C’est une silhouette que tous les visiteurs de la cour d’honneur du Collège de France connaissent : celle de Jean-François Champollion, le pied posé sur une tête de sphinx, le regard sondant l’éternité. Ce monument magistral, sculpté par Auguste Bartholdi en 1875, avait quitté le 4 février 2026, son socle historique pour franchir les portes de nos ateliers. Après plusieurs semaines d’un travail minutieux alliant sauvegarde du patrimoine et expertise technique, ce chantier d’exception est terminé et la figure emblématique a retrouvé sa place dans la cour du Collège de France. Coulisses d’une métamorphose.

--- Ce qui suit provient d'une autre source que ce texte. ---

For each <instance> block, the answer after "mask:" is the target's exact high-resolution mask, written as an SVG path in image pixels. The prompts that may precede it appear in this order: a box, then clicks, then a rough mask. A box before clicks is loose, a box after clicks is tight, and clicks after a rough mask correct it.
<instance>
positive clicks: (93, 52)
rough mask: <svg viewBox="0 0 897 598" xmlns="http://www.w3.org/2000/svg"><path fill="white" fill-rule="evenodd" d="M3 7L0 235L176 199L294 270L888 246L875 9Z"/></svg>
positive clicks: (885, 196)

Une œuvre monumentale face aux outrages du temps
Le père de l’égyptologie ne pouvait rêver plus bel hommage que celui du créateur de la statue de la Liberté. Bartholdi, fasciné par l’Égypte, décrivait son projet avec force en déclarant, en 1867, vouloir « rendre Champollion comme Œdipe arrachant au Sphinx son secret ».
Pourtant, après cent quarante ans d’exposition aux intempéries, le marbre original, haut de 2,40 mètres, portait les stigmates de l’érosion et commençait à s’effriter. Pour sauver ce patrimoine et transmettre ce chef-d’œuvre aux générations futures, le Collège de France a confié l’original à notre atelier de moulage. Après une restauration minutieuse menée par une conservatrice du patrimoine, nos artisans mouleurs-statuaires ont réalisé une empreinte d’une fidélité totale. Ce moule a permis de créer la reproduction destinée à remplacer l’original dans la cour d’honneur de l’institution.

De l’original à la réplique
« Accueillir une pièce d’une telle envergure au sein de nos ateliers d’art est toujours un événement, confie Arnaud Briand, chef de notre atelier de moulage et de patine. La mission a été double sur ce projet. En collaboration étroite avec une conservatrice du patrimoine, il a été procédé au nettoyage et à la consolidation du marbre original, qui était très abîmé : ce fut un travail de patience, car il fallait stabiliser la pierre tout en respectant la patine formée au fil du temps. Ensuite, nos équipes de praticiens ont réalisé une prise d’empreinte d’une fidélité absolue grâce à l’application d’un élastomère de silicone. Ce « négatif » précieux, désormais conservé, a permis de réaliser un nouveau Champollion, qui prendra la place de l’original dans la cour d’honneur. »

L’histoire de l’original se poursuit désormais loin des pluies parisiennes. Après son passage dans nos ateliers, le marbre de Bartholdi a pris la route de sa nouvelle demeure : le musée Camille-Claudel à Nogent-sur-Seine. Au sein de cette collection de référence pour la sculpture de la IIIe République, Champollion dialogue désormais avec des chefs-d’œuvre de Rodin et de Claudel, notamment. Ce transfert a donné lieu à une exposition inédite, qui s’est terminée le 19 juillet 2026 : « Bartholdi, Champollion et le Sphinx – monuments publics en débat » mettait en lumière l’histoire de ce monument et les liens de Bartholdi avec l’Égypte.

Tandis que l’original poursuit son existence à Nogent-sur-Seine, sa réplique – réalisée fidèlement par nos artisans – continuera de veiller sur la cour d’honneur du Collège de France et de raconter l’épopée du déchiffrement des hiéroglyphes. Du chef-d’œuvre sauvegardé à sa fidèle émanation, nos artisans ont œuvré pour que perdurent longtemps encore l’âme de la pierre et le secret du Sphinx.